Eu égard à ce qui précède, les parts de marché des entreprises concernées, ainsi que de certains de leurs concurrents, pour lesquels Sogea Construction a été en mesure d'évaluer le chiffre d'affaires sur le marché des travaux de la filière eau, sont les suivantes (sur la base de données relatives à l'année 2001 fournies par Sogea Construction) :
EMPLACEMENT TABLEAU
L'opération a pour effet de renforcer Vinci en tant que premier opérateur sur le marché des travaux de la filière eau en Alsace, ainsi que sur l'ensemble de la zone couvrant les cinq régions retenues pour l'analyse.
Toutefois, ce renforcement doit être relativisé. En effet, d'une part, la part de marché de Vinci calculée est vraisemblablement plus faible, dans la mesure où n'ont pas été pris en compte une partie des travaux réalisés par les opérateurs non adhérents du SCF. D'autre part, il apparaît que, sur la zone couvrant les cinq régions évoquées, il existe d'autres concurrents significatifs, certains d'entre eux appartenant à des groupes importants de taille internationale (Bouygues, Veolia Environnement, Eiffage). On peut en outre noter qu'il conviendrait de prendre en compte, parmi les concurrents, les activités de Muller TP en matière de travaux de la filière eau en Lorraine, activités significatives qui n'ont pas été reprises par Vinci (cf. note 5). En effet, les données relatives à ces activités ne figurent pas dans le tableau ci-dessus, qui a été construit à partir des seules informations transmises par Sogea Construction.
En conséquence, l'opération n'est pas susceptible de créer ou de renforcer une position dominante au profit de Vinci sur le marché des travaux de la filière eau.
Il ressort de ces éléments que l'opération notifiée n'est pas de nature à porter atteinte à la concurrence sur les différents marchés concernés. Je vous informe donc que j'autorise cette concentration.
Je vous prie d'agréer, Maîtres, l'expression de mes sentiments les meilleurs.
NOTE (S) :
(1) BOCCRF n° 1 du 21 janvier 2002.
(2) BOCCRF n° 2 du 27 février 2003.
(3) En 2001, le chiffre d'affaires de Vinci relatif aux autres travaux de canalisation a représenté 0,7 % de son chiffre d'affaires relatif à l'ensemble des travaux de la filière eau et des autres canalisations.
(4) Les travaux publics 2001, Recueil de statistiques (TP Informations n° 60 novembre 2002).
(5) Par jugement en date du 14 avril 2003, le tribunal de grande instance de Metz, statuant en chambre commerciale, a retenu l'offre de Guintoli concernant la reprise des activités de Muller TP en matière de viabilité en Lorraine et de terrassement.

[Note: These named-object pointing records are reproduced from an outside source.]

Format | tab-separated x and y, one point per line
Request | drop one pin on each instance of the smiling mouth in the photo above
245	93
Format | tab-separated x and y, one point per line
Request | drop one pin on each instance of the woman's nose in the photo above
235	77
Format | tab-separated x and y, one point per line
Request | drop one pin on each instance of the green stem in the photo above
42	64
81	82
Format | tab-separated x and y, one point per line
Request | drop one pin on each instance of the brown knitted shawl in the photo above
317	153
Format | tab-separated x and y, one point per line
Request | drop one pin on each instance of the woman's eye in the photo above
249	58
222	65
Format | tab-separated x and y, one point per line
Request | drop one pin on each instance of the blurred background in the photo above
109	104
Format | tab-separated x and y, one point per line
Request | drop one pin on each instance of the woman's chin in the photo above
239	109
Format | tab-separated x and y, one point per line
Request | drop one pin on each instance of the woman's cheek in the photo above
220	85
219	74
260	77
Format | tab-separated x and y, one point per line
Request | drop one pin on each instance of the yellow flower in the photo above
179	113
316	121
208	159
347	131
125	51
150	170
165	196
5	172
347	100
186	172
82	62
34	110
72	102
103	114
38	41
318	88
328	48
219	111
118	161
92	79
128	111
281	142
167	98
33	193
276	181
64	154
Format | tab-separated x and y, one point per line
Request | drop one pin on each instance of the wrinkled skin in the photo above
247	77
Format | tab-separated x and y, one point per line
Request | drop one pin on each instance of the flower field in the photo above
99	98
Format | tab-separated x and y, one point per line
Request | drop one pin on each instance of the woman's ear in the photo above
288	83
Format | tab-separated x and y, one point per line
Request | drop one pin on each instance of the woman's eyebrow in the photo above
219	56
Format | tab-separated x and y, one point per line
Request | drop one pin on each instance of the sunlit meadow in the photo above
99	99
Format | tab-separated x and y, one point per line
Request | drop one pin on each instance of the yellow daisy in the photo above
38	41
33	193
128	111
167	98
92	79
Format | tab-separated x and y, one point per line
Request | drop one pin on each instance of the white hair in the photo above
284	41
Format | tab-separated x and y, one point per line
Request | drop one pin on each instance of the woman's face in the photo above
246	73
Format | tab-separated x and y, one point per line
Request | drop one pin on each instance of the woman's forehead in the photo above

6Nota. - A la demande des parties notifiantes, des informations relatives au secret des affaires ont été occultées et la part de marché exacte remplacée par une fourchette plus générale.
Ces informations relèvent du " secret des affaires ", en application de l'article 8 du décret n° 2002-689 du 30 avril 2002 fixant les conditions d'application du livre IV du Code de commerce relatif à la liberté des prix et de la concurrence.